Are We at War?
Although the Yemeni war dead numbers are in question, because of the difficulty in compiling the accurate numbers of casualties, Save the Children approximated the number at 50,000 in 2017 for the number of children killed by guns. Children in the United States are killed at a rate of about 1,300 per year. The one thing both countries have in common is the proliferation of guns. Between the years 1999 to 2017— approximately 39,000 children—have been killed due to gun violence. A lot can be made of violence in the cities for the deaths of children but hidden in those numbers is the wide gap of mass shootings in suburbs as opposed to cities. No one factor is more important than the other in the death of a child; conservatives screaming CHICAGO, or liberals pointing fingers at angry celibate white men will not solve the problem.
The problem in America is a simple one, GUNS. I am sure many of us want a more complicated answer but the country keeps dancing around a simple issue, 42% of Americans purport to own one or more firearms. According to an article from Guns and America, the U.S. is 4% of the world’s population but owns about 40% of civilian-owned guns globally, according to a 2018 report from the Switzerland-based Small Arms Survey. Correspondingly, we shoot more people than any other developed nation. This is a simple cause-and-effect paradigm. Gun owners cite the current rising crime in America as the reason for purchasing guns but from 1993 through 2010 gun homicides dropped precipitously. Gun violence dropped 49 percent from the 1993 numbers during the first two years of the Obama presidency but gun purchases rose. Coincidentally or for reasons I will allow the reader to speculate, gun purchases increased following the election of America’s first black president.

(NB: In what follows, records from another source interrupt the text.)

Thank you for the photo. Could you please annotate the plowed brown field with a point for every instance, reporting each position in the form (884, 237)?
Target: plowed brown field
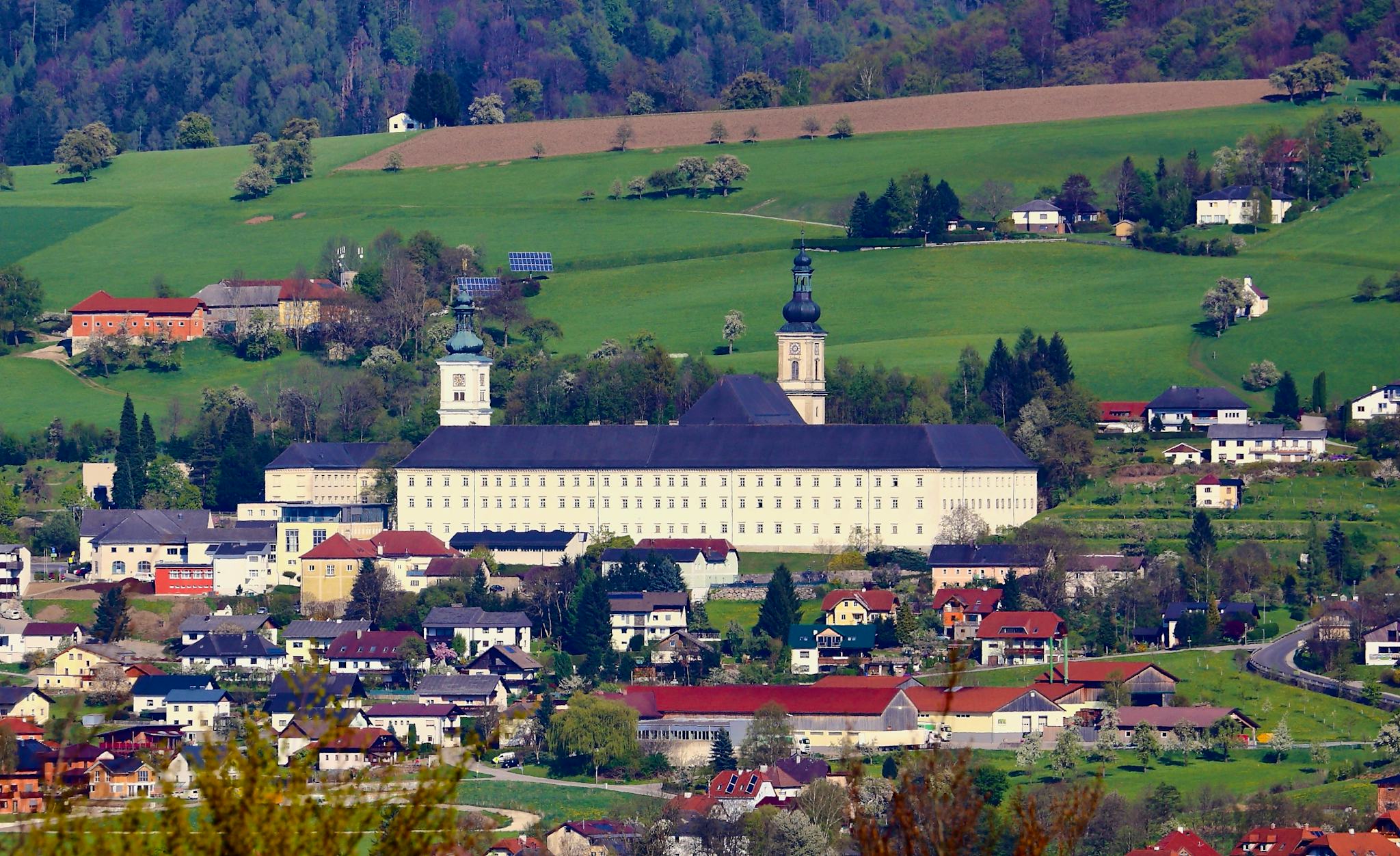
(959, 109)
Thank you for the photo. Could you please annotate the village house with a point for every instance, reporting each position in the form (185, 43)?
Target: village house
(591, 838)
(1122, 416)
(324, 474)
(820, 649)
(1384, 645)
(1381, 401)
(1183, 454)
(51, 635)
(685, 721)
(177, 319)
(1096, 572)
(1018, 638)
(1241, 611)
(962, 610)
(703, 562)
(990, 714)
(850, 607)
(375, 652)
(1190, 408)
(196, 626)
(476, 626)
(650, 615)
(1038, 215)
(149, 691)
(1235, 444)
(433, 723)
(77, 666)
(307, 641)
(25, 704)
(954, 565)
(358, 749)
(196, 709)
(311, 694)
(232, 653)
(401, 122)
(16, 571)
(125, 778)
(511, 665)
(1214, 492)
(1235, 206)
(474, 694)
(1199, 718)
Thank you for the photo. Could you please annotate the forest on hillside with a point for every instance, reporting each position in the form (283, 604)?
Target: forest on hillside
(251, 65)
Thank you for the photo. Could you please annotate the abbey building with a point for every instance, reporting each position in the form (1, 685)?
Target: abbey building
(752, 462)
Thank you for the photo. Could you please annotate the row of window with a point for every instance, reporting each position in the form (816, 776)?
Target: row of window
(446, 481)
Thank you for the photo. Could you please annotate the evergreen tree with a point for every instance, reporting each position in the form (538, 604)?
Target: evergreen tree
(1286, 397)
(1200, 543)
(860, 216)
(1319, 398)
(367, 593)
(721, 753)
(662, 575)
(1011, 593)
(780, 607)
(111, 615)
(1058, 360)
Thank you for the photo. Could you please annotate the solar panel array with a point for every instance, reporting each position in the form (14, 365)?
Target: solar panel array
(533, 263)
(479, 284)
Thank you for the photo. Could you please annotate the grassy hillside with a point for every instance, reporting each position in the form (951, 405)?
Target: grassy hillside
(1127, 316)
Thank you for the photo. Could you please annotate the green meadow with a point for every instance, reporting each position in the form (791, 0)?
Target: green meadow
(674, 267)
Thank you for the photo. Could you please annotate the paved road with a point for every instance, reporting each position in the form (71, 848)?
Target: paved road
(506, 775)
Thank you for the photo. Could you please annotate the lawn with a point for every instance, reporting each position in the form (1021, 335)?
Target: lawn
(1243, 774)
(674, 267)
(555, 803)
(1213, 678)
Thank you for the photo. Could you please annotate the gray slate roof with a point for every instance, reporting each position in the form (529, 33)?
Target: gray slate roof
(1261, 432)
(206, 624)
(742, 400)
(443, 686)
(716, 446)
(474, 617)
(1198, 398)
(327, 455)
(323, 630)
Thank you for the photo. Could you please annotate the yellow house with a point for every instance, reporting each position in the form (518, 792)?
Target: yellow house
(850, 607)
(1000, 710)
(24, 702)
(1214, 492)
(76, 666)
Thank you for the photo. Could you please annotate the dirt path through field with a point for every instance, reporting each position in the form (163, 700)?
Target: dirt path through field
(956, 109)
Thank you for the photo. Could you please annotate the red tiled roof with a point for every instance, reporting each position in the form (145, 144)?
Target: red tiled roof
(1021, 625)
(745, 699)
(371, 645)
(863, 681)
(979, 602)
(965, 699)
(876, 600)
(339, 547)
(1187, 842)
(1101, 671)
(1280, 841)
(736, 785)
(101, 302)
(1112, 411)
(394, 543)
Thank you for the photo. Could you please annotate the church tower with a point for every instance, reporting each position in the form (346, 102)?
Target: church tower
(801, 370)
(465, 375)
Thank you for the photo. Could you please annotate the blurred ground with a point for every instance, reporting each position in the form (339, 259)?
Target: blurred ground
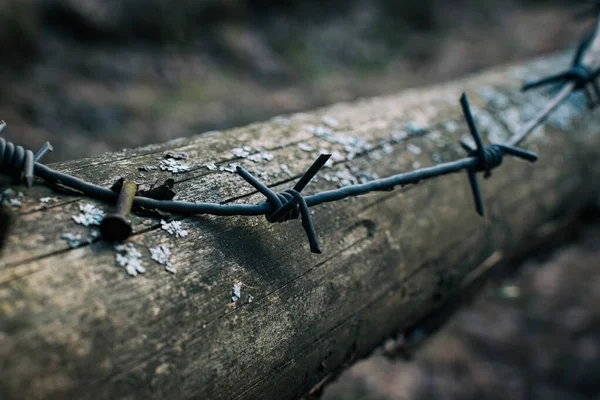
(99, 75)
(533, 336)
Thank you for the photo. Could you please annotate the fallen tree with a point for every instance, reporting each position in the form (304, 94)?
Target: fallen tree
(250, 312)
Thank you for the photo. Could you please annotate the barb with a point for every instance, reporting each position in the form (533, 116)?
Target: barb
(582, 75)
(291, 204)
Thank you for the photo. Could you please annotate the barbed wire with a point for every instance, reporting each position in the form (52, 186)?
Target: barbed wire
(290, 204)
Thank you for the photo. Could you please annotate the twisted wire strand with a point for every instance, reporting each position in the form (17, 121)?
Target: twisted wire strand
(291, 204)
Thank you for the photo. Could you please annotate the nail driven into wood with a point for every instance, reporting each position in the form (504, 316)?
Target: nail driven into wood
(115, 227)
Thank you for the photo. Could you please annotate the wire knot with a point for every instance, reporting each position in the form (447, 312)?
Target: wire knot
(582, 77)
(290, 204)
(486, 158)
(17, 162)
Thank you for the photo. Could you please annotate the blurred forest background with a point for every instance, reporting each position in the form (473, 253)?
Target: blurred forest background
(99, 75)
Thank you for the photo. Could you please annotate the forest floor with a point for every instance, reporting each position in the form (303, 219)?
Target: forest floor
(535, 334)
(72, 78)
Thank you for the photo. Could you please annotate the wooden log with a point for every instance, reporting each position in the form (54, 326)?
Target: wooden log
(74, 324)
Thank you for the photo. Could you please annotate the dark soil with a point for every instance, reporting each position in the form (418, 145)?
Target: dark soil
(533, 336)
(99, 75)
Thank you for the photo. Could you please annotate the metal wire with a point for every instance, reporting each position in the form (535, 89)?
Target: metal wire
(582, 75)
(291, 204)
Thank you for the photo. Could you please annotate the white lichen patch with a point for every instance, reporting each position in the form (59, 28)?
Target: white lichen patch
(398, 136)
(450, 126)
(174, 166)
(262, 156)
(128, 257)
(161, 254)
(493, 97)
(176, 155)
(353, 145)
(174, 228)
(285, 169)
(15, 203)
(387, 148)
(240, 152)
(73, 240)
(330, 121)
(414, 128)
(231, 168)
(89, 215)
(76, 240)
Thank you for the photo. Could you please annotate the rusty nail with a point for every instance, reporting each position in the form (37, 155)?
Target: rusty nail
(115, 227)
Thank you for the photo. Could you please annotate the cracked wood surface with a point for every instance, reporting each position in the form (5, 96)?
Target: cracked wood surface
(73, 324)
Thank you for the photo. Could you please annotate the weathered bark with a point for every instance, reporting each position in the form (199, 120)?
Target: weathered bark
(74, 324)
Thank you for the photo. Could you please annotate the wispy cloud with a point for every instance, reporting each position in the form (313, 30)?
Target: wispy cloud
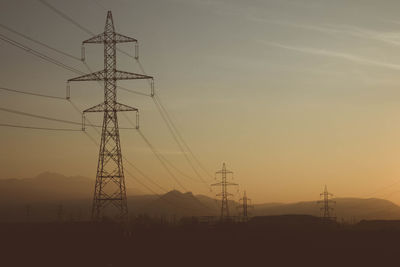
(334, 54)
(392, 38)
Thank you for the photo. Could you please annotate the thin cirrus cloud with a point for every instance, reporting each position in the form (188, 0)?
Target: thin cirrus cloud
(392, 38)
(334, 54)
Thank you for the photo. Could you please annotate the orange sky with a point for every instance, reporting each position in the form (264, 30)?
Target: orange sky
(292, 95)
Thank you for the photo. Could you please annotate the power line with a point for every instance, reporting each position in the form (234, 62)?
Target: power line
(31, 93)
(74, 22)
(39, 54)
(155, 152)
(142, 69)
(39, 116)
(51, 118)
(39, 128)
(158, 100)
(177, 141)
(66, 17)
(38, 42)
(147, 177)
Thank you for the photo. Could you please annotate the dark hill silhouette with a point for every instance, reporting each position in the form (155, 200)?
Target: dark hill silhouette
(46, 192)
(350, 209)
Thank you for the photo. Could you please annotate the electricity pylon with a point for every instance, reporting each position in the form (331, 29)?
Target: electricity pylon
(110, 181)
(244, 206)
(224, 190)
(327, 210)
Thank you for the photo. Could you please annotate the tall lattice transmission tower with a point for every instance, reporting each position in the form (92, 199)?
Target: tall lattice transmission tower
(327, 211)
(110, 190)
(244, 206)
(224, 190)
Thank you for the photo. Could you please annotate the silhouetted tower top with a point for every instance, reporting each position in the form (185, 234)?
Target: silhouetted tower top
(110, 190)
(245, 206)
(224, 194)
(327, 210)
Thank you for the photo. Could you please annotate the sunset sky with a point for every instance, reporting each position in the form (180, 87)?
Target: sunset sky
(291, 94)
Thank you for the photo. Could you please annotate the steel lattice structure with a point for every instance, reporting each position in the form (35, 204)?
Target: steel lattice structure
(327, 210)
(244, 206)
(224, 194)
(110, 187)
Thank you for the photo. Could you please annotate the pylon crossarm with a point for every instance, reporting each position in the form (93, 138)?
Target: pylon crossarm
(98, 39)
(124, 75)
(98, 108)
(103, 107)
(120, 38)
(95, 76)
(123, 107)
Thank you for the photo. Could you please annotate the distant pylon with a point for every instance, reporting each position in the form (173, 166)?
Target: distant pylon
(224, 190)
(327, 211)
(244, 206)
(110, 181)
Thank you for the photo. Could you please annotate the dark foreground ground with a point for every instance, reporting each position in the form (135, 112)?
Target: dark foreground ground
(266, 241)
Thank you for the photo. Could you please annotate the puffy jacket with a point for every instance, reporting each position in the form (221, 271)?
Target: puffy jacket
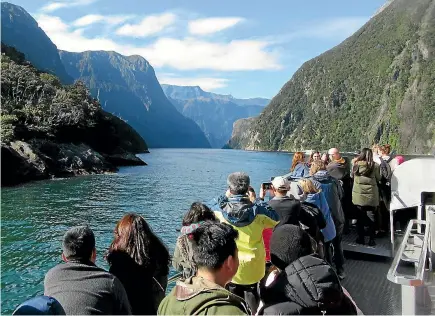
(365, 190)
(333, 194)
(249, 219)
(339, 169)
(308, 286)
(198, 296)
(301, 170)
(183, 254)
(319, 200)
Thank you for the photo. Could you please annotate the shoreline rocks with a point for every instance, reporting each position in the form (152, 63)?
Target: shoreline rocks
(40, 159)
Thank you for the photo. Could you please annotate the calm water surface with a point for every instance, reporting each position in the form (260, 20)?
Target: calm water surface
(35, 216)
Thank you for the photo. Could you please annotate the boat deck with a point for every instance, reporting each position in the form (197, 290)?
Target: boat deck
(368, 285)
(374, 294)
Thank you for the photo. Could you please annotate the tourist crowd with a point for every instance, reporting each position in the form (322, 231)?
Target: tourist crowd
(237, 254)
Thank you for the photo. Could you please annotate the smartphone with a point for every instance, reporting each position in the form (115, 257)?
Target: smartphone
(267, 185)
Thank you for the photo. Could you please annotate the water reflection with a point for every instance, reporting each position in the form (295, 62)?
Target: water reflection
(35, 216)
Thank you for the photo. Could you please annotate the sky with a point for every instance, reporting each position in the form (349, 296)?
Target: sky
(247, 48)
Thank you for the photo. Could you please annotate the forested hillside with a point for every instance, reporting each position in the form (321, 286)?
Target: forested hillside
(376, 86)
(50, 130)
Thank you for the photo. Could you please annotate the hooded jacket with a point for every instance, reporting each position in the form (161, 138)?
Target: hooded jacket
(249, 219)
(301, 170)
(339, 169)
(182, 260)
(198, 296)
(308, 286)
(365, 189)
(333, 194)
(319, 200)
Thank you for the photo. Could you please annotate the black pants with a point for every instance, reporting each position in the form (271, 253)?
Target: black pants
(248, 292)
(365, 218)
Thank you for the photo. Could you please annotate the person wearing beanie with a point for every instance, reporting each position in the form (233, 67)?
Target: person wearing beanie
(302, 283)
(40, 305)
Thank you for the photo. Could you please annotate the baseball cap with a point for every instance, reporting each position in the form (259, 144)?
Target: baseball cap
(40, 305)
(281, 183)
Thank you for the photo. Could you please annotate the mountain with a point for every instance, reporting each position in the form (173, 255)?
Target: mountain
(376, 86)
(127, 87)
(51, 130)
(214, 113)
(20, 30)
(195, 92)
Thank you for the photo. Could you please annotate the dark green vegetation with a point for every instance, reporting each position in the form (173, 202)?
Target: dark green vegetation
(214, 113)
(20, 30)
(50, 130)
(376, 86)
(127, 87)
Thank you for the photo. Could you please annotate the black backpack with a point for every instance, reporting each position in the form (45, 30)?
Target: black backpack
(386, 172)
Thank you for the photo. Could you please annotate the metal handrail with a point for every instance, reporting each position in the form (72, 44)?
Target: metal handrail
(404, 279)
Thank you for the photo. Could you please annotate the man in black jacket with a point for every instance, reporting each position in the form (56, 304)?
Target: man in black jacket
(290, 210)
(303, 284)
(79, 285)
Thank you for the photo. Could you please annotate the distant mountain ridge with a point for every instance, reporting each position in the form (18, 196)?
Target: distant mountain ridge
(20, 30)
(378, 86)
(195, 92)
(127, 87)
(214, 113)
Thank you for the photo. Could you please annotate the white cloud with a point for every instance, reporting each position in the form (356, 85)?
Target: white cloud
(338, 27)
(191, 53)
(96, 18)
(72, 40)
(51, 24)
(53, 6)
(182, 54)
(212, 25)
(206, 83)
(149, 25)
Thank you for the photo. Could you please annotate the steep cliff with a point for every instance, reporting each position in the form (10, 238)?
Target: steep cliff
(127, 87)
(376, 86)
(20, 30)
(214, 113)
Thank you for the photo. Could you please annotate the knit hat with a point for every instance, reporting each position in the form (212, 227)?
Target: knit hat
(40, 305)
(288, 243)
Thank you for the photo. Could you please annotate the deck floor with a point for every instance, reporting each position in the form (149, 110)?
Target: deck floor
(368, 285)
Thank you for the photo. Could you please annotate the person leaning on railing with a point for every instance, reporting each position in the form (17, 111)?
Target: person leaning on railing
(182, 260)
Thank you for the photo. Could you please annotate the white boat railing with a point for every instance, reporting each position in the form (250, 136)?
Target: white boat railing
(417, 247)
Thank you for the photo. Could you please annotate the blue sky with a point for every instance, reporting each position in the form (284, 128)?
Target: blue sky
(239, 47)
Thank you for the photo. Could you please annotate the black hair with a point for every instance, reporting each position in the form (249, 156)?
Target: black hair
(367, 156)
(213, 243)
(135, 237)
(78, 243)
(198, 212)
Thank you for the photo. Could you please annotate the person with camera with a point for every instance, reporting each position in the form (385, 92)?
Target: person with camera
(250, 219)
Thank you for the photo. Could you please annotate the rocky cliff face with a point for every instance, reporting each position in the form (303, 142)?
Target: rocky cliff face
(376, 86)
(50, 130)
(214, 113)
(127, 87)
(20, 30)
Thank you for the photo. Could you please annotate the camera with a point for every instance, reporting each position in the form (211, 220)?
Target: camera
(267, 185)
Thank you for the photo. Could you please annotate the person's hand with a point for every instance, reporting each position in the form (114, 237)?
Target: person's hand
(262, 192)
(251, 194)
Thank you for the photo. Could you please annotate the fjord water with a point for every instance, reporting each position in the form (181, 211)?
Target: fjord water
(36, 215)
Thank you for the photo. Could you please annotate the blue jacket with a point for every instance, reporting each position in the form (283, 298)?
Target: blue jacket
(249, 219)
(333, 194)
(319, 200)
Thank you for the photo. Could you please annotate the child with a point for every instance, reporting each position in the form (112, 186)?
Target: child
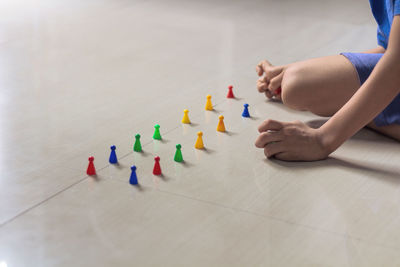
(356, 89)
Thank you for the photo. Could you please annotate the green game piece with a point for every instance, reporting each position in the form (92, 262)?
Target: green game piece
(157, 135)
(178, 154)
(137, 146)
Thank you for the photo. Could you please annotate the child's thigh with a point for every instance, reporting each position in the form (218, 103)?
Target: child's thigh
(320, 85)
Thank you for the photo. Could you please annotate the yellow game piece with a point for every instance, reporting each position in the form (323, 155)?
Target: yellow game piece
(208, 103)
(199, 142)
(186, 117)
(221, 125)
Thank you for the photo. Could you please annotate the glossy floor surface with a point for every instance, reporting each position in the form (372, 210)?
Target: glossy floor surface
(79, 76)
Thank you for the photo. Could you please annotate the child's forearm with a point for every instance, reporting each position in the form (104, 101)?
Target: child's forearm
(373, 96)
(375, 50)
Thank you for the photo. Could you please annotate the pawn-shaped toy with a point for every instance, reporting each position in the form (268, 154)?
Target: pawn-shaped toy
(186, 117)
(157, 167)
(246, 113)
(221, 125)
(157, 135)
(137, 146)
(208, 103)
(230, 92)
(133, 179)
(199, 142)
(91, 170)
(113, 156)
(178, 154)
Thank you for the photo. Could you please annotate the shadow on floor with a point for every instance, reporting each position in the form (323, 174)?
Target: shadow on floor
(390, 174)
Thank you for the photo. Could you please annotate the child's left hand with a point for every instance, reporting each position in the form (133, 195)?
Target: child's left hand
(291, 141)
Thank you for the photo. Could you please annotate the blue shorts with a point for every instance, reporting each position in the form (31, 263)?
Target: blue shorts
(364, 64)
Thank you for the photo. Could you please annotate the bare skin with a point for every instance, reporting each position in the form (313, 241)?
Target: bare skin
(327, 86)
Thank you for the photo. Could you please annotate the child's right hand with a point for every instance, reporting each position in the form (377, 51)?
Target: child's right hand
(272, 79)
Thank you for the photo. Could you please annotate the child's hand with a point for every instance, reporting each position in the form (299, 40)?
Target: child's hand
(271, 80)
(291, 141)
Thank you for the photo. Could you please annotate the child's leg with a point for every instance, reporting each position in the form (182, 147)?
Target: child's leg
(322, 86)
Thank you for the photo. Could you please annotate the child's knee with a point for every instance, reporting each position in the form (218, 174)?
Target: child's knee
(294, 93)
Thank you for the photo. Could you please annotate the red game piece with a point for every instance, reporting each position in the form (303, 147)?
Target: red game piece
(157, 167)
(91, 169)
(230, 92)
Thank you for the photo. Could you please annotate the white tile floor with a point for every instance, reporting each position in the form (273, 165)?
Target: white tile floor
(79, 76)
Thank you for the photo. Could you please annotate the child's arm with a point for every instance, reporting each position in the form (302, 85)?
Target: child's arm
(376, 50)
(297, 141)
(373, 96)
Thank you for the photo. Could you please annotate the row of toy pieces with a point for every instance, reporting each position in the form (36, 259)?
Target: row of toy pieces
(91, 170)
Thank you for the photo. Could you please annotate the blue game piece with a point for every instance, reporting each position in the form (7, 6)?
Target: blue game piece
(113, 156)
(246, 113)
(133, 179)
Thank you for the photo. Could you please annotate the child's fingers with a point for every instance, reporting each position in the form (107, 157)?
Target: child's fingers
(271, 125)
(262, 67)
(275, 82)
(262, 86)
(273, 149)
(268, 94)
(267, 137)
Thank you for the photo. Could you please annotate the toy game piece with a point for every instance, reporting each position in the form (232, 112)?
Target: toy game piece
(208, 103)
(178, 154)
(199, 142)
(186, 117)
(230, 92)
(137, 146)
(157, 167)
(157, 135)
(221, 125)
(133, 179)
(113, 156)
(246, 113)
(91, 169)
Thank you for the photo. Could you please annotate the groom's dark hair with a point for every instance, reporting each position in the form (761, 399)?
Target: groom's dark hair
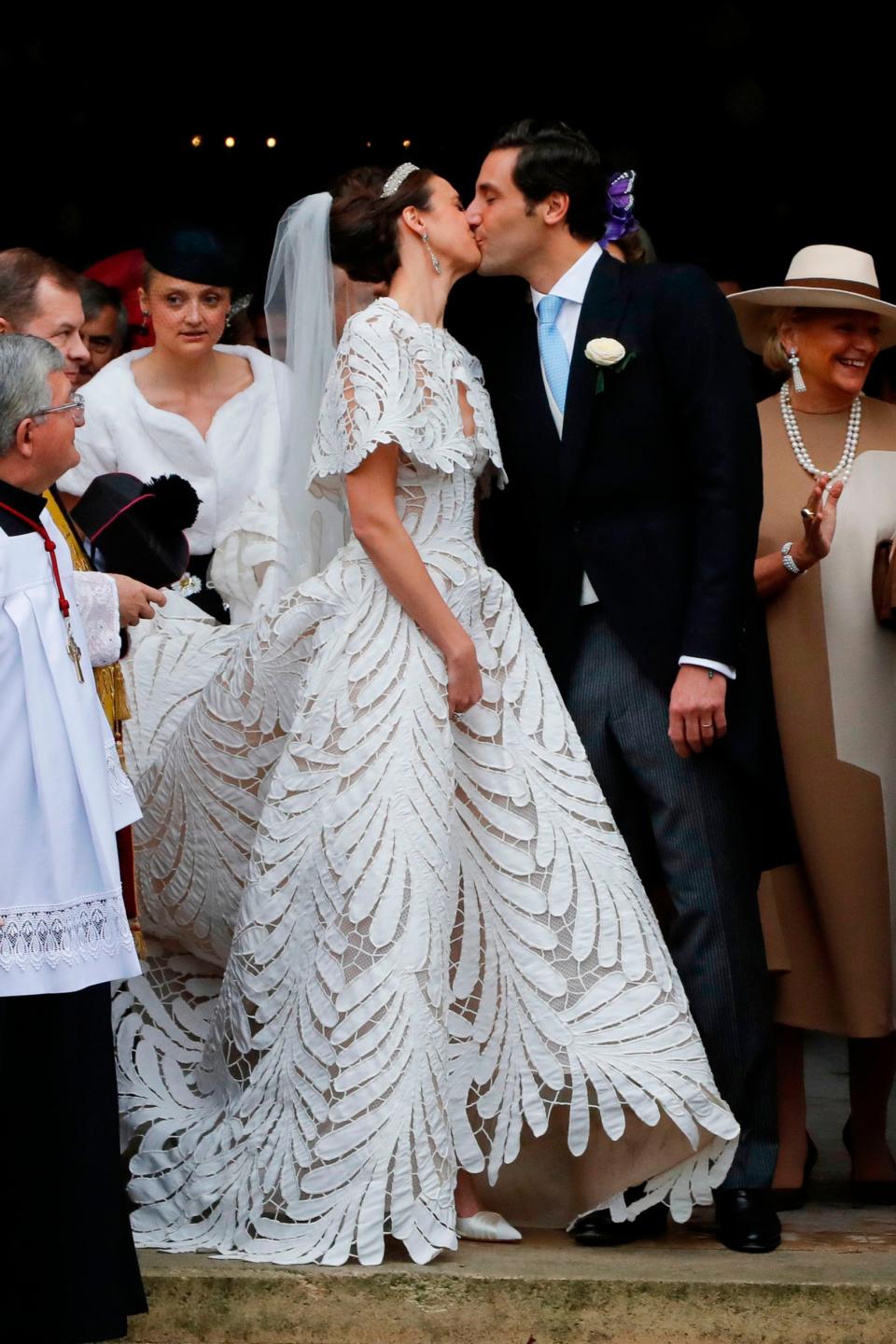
(556, 158)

At first, I believed that the problem was men missing their GI Joes with the Kung-Fu grips, but just recently the influx of more women buying guns is alarming. As a black man, I am not opposed to women of any color defending themselves and their families. In today’s climate of white supremacy and police killings, I fear that people of color are being persuaded into making themselves so-called legally justifiable targets.
“Don’t get shooted”
J.J. Hill Montessori Magnet school nutrition supervisor Philando Castile was driving his girlfriend, Diamond Reynolds, along with her 4-year old daughter and was pulled over by Officer Jeronimo Yanez at 9:05 pm July 6, 2016; 62 seconds later he uttered his dying last words, “ I wasn’t reaching for it.” Mr. Castile was a licensed gun owner who died because he was not allowed to exercise his rights to carry. If you read the account of the story and believe the words of Ms. Reynolds, through the shouts of Officer Yanez, Mr. Castile was trying to say he was reaching for his licenses and insurance, not his gun, after being instructed by the officer to produce them. Castile was shot seven times at close range with Ms. Reynold and her daughter in the line of fire. Traumatized and splattered in her fiancé’s blood Diamond Reynolds was placed in the rear seat of a police car with her 4-year-old who attempted to soothe her mother with the words, “ I don’t want you to get shooted.”
Officer Yanez was eventually acquitted of all charges. In essence, Mr. Castile was his legal target. I love in the heart of Philadelphia and guns will not save black America and black womanhood or black childhood will not dissuade an officer.